The media loves Jerrell Powe.  His pictures and his quotes indicate to those of us that do not know him, personally, that he has a dynamic personality.  The preconceived notions about him tend to melt away once journalists meet him.  And since journalists, primarily, are the voters for the Conerly Trophy, being gregarious is an important component.  Powe will have the on-field credentials.  And under the current system, where two players from the same school do not siphon votes off one another (a la Anthony Dixon/Titus Brown in 2007 or Michael Oher/Peria Jerry in 2008), the best football player from either State or Ole Miss will win this award ad infinitum.  Jerrell Powe is the best football player in Mississippi in 2010.

#9:  No wide receiver will have a break-out season.

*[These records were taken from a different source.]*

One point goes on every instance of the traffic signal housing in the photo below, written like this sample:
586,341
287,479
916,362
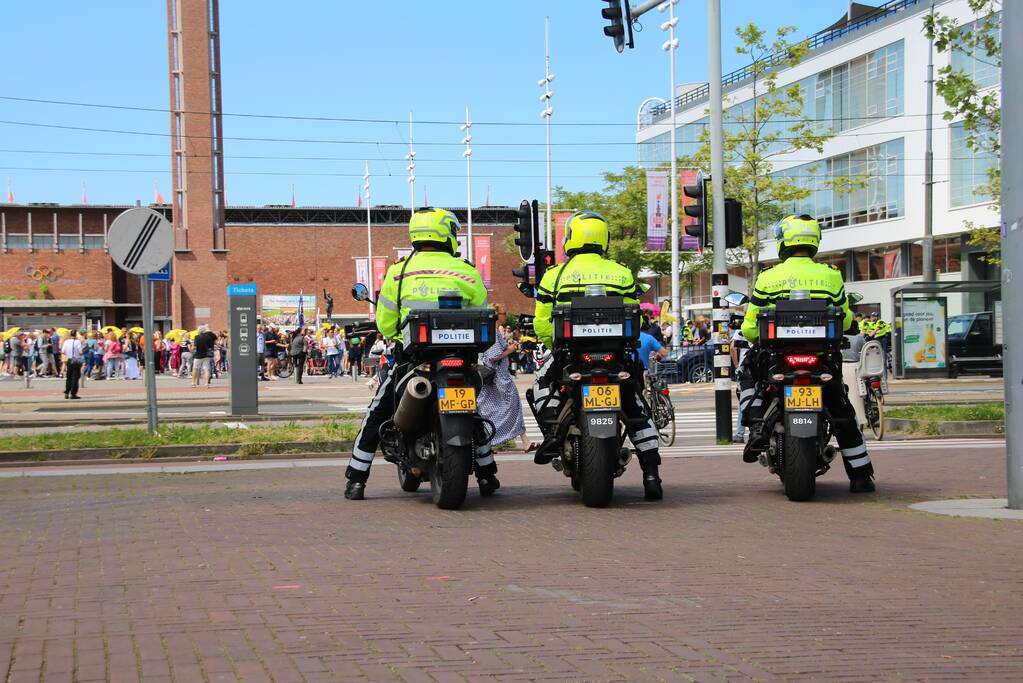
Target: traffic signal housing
620,29
697,209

This is the preseason hype that I am not buying.  Though we hear rumblings of Melvin Harris' development into a "contributor," that's far away from "go to guy."  If any receiver on our team sniffs 700 yards, though, I think you can go ahead and assume that we have won 7+ games.

#10:  Nash-Vegas for New Year's!

Let me go ahead and start the lobbying effort, Music City Bowl.  The Rebels have two things going for them as your prime selection for 2010:

  • What with our recent dust-up with the NCAA, most Rebels fans are looking to be pretty excited about seven wins.  We know our role.  This is our transitional re-building year, so don't worry that we'll have Cotton Bowl hangover, unwilling to buy your tickets.  Just the opposite.  Go ahead and give us all those ticks that whichever team (that had been in the hunt for the ACC title on Thanksgiving but was relegated to your bowl) doesn't sell out their allotment.  We will buy, buy, buy because ...
  • We love Nashville!  Especially when our next best option is Memphis!  Don't underestimate our flannel-wearing hipster football fan crowd that would eat up a road trip to Nashville.  We will stand in that Pancake Pantry line around the corner.  We'll pack out Tootsie's and give some starving country music artist a hearty Hotty Toddy.  Don't let Kentucky and Vanderbilt convince you that all SEC fan bases are created equal.  If you want the party to go down, give us a call.  Otherwise, we'll be in Orange Mound, wondering why you're stadium was half-full.

So, that's it.  I'm still predicting 6 or 7 wins.  If by some miracle we win the first appeal in the history of NCAA, I still don't think Masoli raises our baseline of wins.  I think we will win those first five because we have a good defense and a good running game.  Then, I think we can win two more down the stretch.  Then, we can all have fun in Nashville. 

Hotty Toddy!

*Blog Colleagues.

**Not his real name; would be ironic, though.